I see. Should newspapers across the world ignore them then, cos they don't happen that often? Should we have more stories about people going to the shops, because that happens quite a bit? Should all stories be given prominence based on 'how often they happen'?

This seems to be a rather creative interpretation of what I said. My point, I thought, was clear - I was talking about the link between people reading sensationalised reports of violent crime and believing in a (false) rise in murder rates - you never hear the Herald say that you're very unlikely to be murdered. Anonymous's claim that I am basically arguing that "all stories [should] be given prominence based on 'how often they happen'" seems like a fairly radical straw man argument to me - I don't know what else anyone thinks, but feel free to throw in your two cents. Let me re-iterate: I believe that violent crime ought to be reported differently, not 'not at all', precisely because of the powerful impact the reporting has on people - even grumpy old me.

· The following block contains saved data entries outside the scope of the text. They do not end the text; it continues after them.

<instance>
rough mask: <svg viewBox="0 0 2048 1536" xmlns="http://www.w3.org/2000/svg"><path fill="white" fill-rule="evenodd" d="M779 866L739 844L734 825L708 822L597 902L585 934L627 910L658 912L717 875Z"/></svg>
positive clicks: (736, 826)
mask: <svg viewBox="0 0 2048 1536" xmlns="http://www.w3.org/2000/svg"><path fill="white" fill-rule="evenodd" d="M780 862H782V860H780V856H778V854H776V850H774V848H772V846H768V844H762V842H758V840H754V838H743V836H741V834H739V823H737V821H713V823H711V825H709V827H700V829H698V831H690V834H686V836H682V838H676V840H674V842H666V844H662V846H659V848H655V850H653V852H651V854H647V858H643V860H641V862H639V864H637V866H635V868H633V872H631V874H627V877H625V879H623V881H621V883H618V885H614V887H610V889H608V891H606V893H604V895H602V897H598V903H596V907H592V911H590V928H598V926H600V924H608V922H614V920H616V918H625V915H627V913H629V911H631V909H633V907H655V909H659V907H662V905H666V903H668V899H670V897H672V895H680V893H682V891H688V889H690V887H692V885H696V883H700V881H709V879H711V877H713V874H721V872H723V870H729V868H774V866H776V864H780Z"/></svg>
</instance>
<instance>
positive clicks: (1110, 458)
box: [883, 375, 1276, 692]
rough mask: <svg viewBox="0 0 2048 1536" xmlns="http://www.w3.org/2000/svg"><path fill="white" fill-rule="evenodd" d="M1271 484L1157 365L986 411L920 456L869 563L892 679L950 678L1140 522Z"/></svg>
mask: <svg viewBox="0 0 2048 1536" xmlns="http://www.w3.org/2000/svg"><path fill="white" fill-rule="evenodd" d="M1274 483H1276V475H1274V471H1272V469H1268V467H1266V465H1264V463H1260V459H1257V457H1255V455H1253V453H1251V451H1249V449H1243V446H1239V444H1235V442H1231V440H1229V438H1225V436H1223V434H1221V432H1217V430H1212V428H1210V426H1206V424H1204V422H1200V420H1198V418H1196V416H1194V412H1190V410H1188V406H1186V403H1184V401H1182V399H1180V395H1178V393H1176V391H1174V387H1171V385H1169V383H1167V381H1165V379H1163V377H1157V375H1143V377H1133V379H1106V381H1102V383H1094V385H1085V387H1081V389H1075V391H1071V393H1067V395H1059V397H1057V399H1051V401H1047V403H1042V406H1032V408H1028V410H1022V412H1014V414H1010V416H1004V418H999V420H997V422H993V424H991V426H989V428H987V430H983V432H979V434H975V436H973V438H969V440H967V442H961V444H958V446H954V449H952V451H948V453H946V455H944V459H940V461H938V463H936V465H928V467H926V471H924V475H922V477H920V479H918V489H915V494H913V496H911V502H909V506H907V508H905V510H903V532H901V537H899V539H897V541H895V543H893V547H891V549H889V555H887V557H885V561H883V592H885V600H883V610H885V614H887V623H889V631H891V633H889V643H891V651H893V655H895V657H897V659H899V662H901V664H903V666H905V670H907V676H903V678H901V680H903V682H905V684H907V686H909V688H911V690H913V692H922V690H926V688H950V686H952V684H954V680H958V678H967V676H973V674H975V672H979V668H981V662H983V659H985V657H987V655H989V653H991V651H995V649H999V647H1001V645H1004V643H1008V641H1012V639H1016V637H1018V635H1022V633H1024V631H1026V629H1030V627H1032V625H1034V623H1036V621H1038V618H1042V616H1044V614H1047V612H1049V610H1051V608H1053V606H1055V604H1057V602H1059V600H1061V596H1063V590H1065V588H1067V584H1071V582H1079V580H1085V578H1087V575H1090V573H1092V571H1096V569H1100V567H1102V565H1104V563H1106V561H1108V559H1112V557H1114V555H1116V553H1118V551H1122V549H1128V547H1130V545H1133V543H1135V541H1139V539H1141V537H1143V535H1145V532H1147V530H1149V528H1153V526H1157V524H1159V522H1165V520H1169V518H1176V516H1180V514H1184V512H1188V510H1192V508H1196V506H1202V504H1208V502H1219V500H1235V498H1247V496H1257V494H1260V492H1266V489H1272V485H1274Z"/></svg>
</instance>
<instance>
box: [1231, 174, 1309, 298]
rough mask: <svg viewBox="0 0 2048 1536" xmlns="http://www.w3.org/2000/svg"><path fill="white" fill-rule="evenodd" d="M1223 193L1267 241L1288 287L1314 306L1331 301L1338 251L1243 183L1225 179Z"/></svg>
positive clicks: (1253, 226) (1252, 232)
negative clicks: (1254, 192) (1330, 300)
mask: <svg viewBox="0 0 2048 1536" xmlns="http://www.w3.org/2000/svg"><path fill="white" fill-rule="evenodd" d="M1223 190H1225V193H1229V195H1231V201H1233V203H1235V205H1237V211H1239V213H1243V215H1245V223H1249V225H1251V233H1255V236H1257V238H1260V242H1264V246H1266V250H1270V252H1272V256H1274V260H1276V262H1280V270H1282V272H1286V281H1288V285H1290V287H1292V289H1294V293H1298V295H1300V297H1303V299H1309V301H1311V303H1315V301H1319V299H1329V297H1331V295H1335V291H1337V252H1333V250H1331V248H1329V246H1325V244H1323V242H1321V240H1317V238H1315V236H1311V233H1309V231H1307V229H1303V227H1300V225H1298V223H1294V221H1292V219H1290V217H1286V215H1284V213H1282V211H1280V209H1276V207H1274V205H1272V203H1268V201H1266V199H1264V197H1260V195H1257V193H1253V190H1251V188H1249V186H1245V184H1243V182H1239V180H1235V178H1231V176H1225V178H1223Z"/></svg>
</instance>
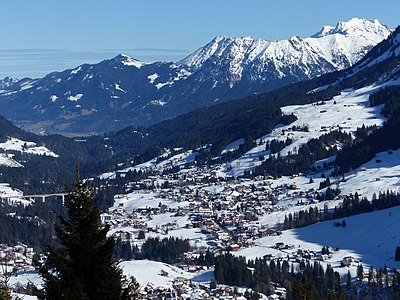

  1. I tend to agree with you for my two cents worth. It is the way in which the media reports crime - sensationalised and disproportionately - which is of concern and which fuels public hysteria. I don't think the argument that 'if you don't report crime which happens infrequently you'll have to report things like shopping which happen frequently' is a logical or useful one. There are many other areas which are newsworthy which could be reoprted upon. Just take a look at the pathetic excuse for the 'world' section for example. At the end of the day blood, sex, and hysteria centred drivel are what sells, but only insofar as this is self-perpetuating. If the media lifted its game a little than the demand would perhaps likewise shift as well.

  2. Be that as it may, I thought Anonymous's comments were quite amusing.

    Hey, Ranch reports that she has 2 independent friends who are fb fans of you Jamesian. Whether that's because your blog has the momentum of a runaway freight train (what makes you so popular?), or just because Auckland's a very small town, I can't say...

  3. I don't mind the sensationalism really... I *prefer* my crime stories to have lots of blood and gore. There's gotta be some kind of entertainment value in it to make it worth reading about.

  4. Well put.

    And just to add, it's disproportionate public hysteria ("public outcry") which promotes racism and intolerance, and often leads to rushed/botched legislation that serves to take away certain civil liberties.

    Do we really need to be scared of terrorists and children?

  5. I'll quote what you said again:

    "The first thing that ought to be said is that one's chances of being murdered are (and were even at the peak) pretty microscopic... murder probably deserves far less of the front page than it gets for that fact alone."

    That says 'murders don't happen often and therefore shouldn't be on the front page'.

    And to take that to a logical conclusion: 'Only things that happen lots should be'.

    Which is precisely the opposite of accepted news values.

  6. "you never hear the Herald say that you're very unlikely to be murdered"

    I think that was the point of the murder rate story the other day.